By Andrei Skvarsky.
Monthly polls by intelligence company MNI Indicators, part of the Deutsche Boerse group, suggest that in September Russian consumers had the greatest pessimism about the current economic situation in their country since the firm launched its surveys in March 2013.
This gloominess, which MNI Indicators mainly attributes to cheap oil, contrasted with the general sentiment among Russian companies – the latter, according to an MNI Indicators survey, were slightly more upbeat about the overall business environment in Russia in September than they had been in August.
Consumers were also pessimistic about the general business conditions in a year’s time, the London-based intelligence firm said in a report on September’s poll.
They had the gloomiest outlook for the job market since March 2913. A “record proportion” were anxious about their future finances, it said.

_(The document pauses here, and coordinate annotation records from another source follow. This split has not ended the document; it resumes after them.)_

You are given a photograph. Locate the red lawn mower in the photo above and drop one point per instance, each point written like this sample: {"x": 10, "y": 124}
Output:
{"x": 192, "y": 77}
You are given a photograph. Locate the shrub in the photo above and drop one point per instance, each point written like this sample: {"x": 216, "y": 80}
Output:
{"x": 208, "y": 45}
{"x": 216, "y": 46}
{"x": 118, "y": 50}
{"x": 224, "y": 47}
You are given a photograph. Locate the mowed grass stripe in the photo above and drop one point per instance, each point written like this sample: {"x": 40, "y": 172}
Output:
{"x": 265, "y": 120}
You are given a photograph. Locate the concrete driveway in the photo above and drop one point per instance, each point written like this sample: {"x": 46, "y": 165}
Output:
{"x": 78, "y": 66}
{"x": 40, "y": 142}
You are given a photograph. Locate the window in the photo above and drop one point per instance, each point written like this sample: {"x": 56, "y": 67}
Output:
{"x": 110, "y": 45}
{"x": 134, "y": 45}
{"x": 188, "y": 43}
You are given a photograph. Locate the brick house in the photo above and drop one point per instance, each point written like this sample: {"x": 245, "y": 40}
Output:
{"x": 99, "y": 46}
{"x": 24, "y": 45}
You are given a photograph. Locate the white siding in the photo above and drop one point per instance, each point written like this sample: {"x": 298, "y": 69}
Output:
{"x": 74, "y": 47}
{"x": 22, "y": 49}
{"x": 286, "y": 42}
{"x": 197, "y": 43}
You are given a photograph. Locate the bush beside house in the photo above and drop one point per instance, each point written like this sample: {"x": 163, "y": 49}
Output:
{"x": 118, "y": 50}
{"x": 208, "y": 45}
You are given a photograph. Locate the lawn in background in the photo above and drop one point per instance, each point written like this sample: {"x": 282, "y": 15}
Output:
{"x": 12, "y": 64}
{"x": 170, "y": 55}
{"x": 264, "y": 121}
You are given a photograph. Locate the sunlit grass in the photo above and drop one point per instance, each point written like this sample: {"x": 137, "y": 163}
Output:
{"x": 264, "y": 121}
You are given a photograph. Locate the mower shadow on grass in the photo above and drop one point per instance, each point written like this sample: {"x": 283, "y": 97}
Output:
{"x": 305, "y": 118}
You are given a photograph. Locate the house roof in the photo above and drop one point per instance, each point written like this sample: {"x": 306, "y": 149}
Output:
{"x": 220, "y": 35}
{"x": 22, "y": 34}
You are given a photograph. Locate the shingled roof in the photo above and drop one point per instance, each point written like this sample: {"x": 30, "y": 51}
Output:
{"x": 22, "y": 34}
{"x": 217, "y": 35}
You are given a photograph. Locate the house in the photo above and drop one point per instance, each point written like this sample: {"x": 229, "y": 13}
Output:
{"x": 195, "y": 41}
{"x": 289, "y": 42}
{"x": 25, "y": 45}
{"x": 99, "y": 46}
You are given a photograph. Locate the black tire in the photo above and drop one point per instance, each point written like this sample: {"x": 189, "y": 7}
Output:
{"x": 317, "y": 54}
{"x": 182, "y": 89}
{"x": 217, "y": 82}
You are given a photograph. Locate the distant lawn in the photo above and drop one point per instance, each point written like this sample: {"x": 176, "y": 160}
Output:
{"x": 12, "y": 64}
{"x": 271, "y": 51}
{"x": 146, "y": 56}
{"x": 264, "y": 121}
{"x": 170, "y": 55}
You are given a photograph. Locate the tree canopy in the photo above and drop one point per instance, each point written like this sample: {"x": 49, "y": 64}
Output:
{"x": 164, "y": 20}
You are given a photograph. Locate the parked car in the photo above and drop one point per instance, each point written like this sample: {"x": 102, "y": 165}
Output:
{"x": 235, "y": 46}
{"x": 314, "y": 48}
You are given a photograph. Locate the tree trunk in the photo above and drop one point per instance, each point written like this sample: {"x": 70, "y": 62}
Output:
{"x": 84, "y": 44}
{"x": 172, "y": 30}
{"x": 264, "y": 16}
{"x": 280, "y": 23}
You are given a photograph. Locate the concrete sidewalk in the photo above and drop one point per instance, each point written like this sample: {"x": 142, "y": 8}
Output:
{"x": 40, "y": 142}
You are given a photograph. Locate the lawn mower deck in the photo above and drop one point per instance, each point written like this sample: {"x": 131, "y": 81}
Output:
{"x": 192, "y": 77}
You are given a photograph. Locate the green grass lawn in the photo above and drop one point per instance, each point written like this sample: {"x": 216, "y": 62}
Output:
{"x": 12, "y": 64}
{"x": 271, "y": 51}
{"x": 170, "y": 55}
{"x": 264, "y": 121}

A “record” 79.3% of respondents thought prices were too high, and almost a third of those questioned expected them to increase by more than 25% over the next year. Willingness to make big-ticket purchases “hit a record low”. Fewer consumers than before would have been willing to buy a car because of the high cost of maintenance and a general decline in purchasing power.
MNI Indicators questions at least 1,000 people in cities across Russia in its consumer sentiment polls, which are conducted through telephone interviews with each interviewee selected randomly by computer.
“There’s nothing positive to take from the September survey,” said MNI Indicators chief economist Philip Uglow. “Consumer sentiment is back close to a record low with respondents concerned about the outlook for finances, the economy and job prospects.”
“It’s interesting to compare the increasingly pessimistic views of consumers with the recent improvement in our sister business sentiment survey. The conclusion appears to be that consumers are shouldering the majority of the slowdown in Russia,” Uglow said.